Bulk Insert: How to Work With Bulk Insert Operation

  • BulkInsert is useful when inserting a large quantity of data from the client to the server.
  • It is an optimized time-saving approach with a few limitations such as transactionality and the possibility of interruptions during the operation.

In this page:

Syntax

BulkInsertOperation BulkInsert(string database = null, CancellationToken token = default);
Parameters
database string Name of database for which bulk operation should be performed. If null then the Database from DocumentStore will be used.
token CancellationToken Cancellation token used in order to halt the worker operation.
Return Value
BulkInsertOperation Instance of BulkInsertOperation used for interaction.

BulkInsertOperation BulkInsert(string database, BulkInsertOptions options, CancellationToken token = default);
Parameters Type Description
database string Name of database for which bulk operation should be performed.

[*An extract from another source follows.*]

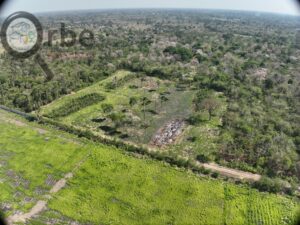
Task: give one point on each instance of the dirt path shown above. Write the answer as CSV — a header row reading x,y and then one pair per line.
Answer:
x,y
40,205
233,173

If null then the Database from DocumentStore will be used.
options BulkInsertOptions Options to configure BulkInsert.
token CancellationToken Cancellation token used in order to halt the worker operation.
Return Value
BulkInsertOperation Instance of BulkInsertOperation used for interaction.

BulkInsertOperation BulkInsert(BulkInsertOptions options, CancellationToken token = default);
Parameters Type Description
options BulkInsertOptions Options to configure BulkInsert.
token CancellationToken Cancellation token used in order to halt the worker operation.
Return Value
BulkInsertOperation Instance of BulkInsertOperation used for interaction.

BulkInsertOperation

The following methods can be used when creating a bulk insert.

Methods

Signature Description
void Abort() Abort the operation
void Store(object entity, IMetadataDictionary metadata = null) Store the entity, identifier will be generated automatically on client-side. Optional, metadata can be provided for the stored entity.
void Store(object entity, string id, IMetadataDictionary metadata = null) Store the entity, with id parameter to explicitly declare the entity identifier. Optional, metadata can be provided for the stored entity.
void StoreAsync(object entity, IMetadataDictionary metadata = null) Store the entity in an async manner, identifier will be generated automatically on client-side. Optional, metadata can be provided for the stored entity.
void StoreAsync(object entity, string id, IMetadataDictionary metadata = null) Store the entity in an async manner, with id parameter to explicitly declare the entity identifier. Optional, metadata can be provided for the stored entity.
void Dispose() Dispose an object
void DisposeAsync() Dispose an object in an async manner

Limitations

  • BulkInsert is designed to efficiently push high quantities of data.
    As such, data is streamed and processed by the server in batches.
    Each batch is fully transactional, but there are no transaction guarantees between the batches. The operation as a whole is non-transactional. If your bulk insert is interrupted mid-way, some of your data might be persisted on the server while some of it might not.
    • Make sure that your logic accounts for the possibility of an interruption where some of your data has not yet persisted on the server.
    • If the operation was interrupted and you choose to re-insert the whole dataset in a new operation, you can configure SkipOverwriteIfUnchanged as true.
      It only overwrites existing documents if a change has been made since the last insertion.
    • If you need full transactionality, the session may be a better option.
      If using the session, because all of the data is processed in one transaction, your server resources must be able to handle the entire data-set included in the transaction.
  • Bulk insert is not thread-safe.
    A single bulk insert should not be accessed concurrently.
    • The use of multiple bulk inserts concurrently on the same client is supported.
    • Also the use in an async context is supported.

Example

Create bulk insert

Here we create a bulk insert operation and insert a million documents of type Employee:

using (BulkInsertOperation bulkInsert = store.BulkInsert())
{
    for (int i = 0; i < 1000 * 1000; i++)
    {
        bulkInsert.Store(new Employee
        {
            FirstName = "FirstName #" + i,
            LastName = "LastName #" + i
        });
    }
}
BulkInsertOperation bulkInsert = null;
try
{
    bulkInsert = store.BulkInsert();
    for (int i = 0; i < 1000 * 1000; i++)
    {
        await bulkInsert.StoreAsync(new Employee
        {
            FirstName = "FirstName #" + i,
            LastName = "LastName #" + i
        });
    }
}
finally
{
    if (bulkInsert != null)
    {
        await bulkInsert.DisposeAsync().ConfigureAwait(false);
    }
}

BulkInsertOptions

The following options can be configured for BulkInsert.

CompressionLevel

Parameter Type Description
Optimal string Compression level to be used when compressing static files.
Fastest string Compression level to be used when compressing HTTP responses with GZip or Deflate.
NoCompression string Does not compress.

SkipOverwriteIfUnchanged

Prevent overriding documents if there are no changes when compared to the already existing ones.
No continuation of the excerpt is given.